An intestinal obstruction occurs when there is a blockage that prevents food, liquid, or gas from passing through the small or large intestine. This blockage can be caused by a variety of factors such as scar tissue, tumors, hernias, or impacted feces.
- What are the symptoms of intestinal obstruction?
The symptoms of intestinal obstruction may include abdominal pain and cramping, bloating, constipation, diarrhea, nausea and vomiting, inability to pass gas or stool, and loss of appetite. In severe cases, intestinal obstruction can cause bowel perforation which can lead to sepsis and other life-threatening complications.
- How is an intestinal obstruction diagnosed?
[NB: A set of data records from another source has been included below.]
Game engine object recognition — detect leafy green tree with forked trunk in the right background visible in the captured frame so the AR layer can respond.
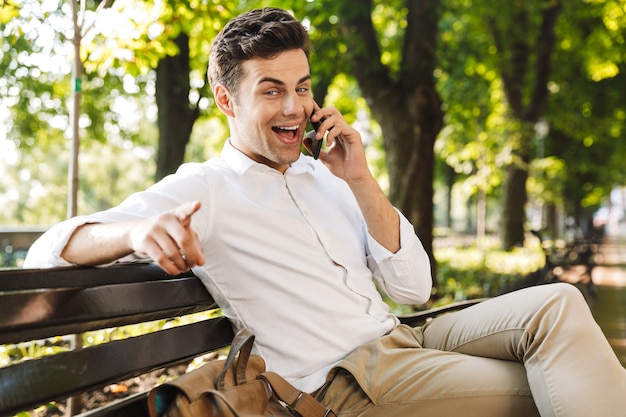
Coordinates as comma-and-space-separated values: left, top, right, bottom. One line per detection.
438, 0, 626, 247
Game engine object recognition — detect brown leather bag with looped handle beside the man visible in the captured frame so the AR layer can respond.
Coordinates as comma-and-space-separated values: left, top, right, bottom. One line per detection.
148, 329, 336, 417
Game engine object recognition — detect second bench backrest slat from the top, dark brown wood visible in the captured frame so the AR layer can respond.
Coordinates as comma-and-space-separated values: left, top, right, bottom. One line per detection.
0, 277, 217, 344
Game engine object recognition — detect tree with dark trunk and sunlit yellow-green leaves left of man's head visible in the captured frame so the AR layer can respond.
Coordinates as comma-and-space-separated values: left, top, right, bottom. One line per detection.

Intestinal obstruction is typically diagnosed through imaging tests such as X-rays, CT scans, or ultrasounds. A doctor may also perform a physical exam to check for abdominal tenderness and listen for bowel sounds.
- Can a medical provider be held liable for misdiagnosing an intestinal obstruction?
If a medical provider fails to diagnose or treat an intestinal obstruction properly and this leads to injuries or complications for the patient, it could be possible to hold that medical provider liable for medical malpractice. However, proving medical malpractice requires demonstrating that the medical provider breached their duty of care by failing to provide treatment that meets accepted standards in their field. If you believe you have been injured due to misdiagnosis or improper treatment for intestinal obstruction, it's important to consult with experienced medical malpractice attorneys who can review your case and determine whether you have grounds for legal action.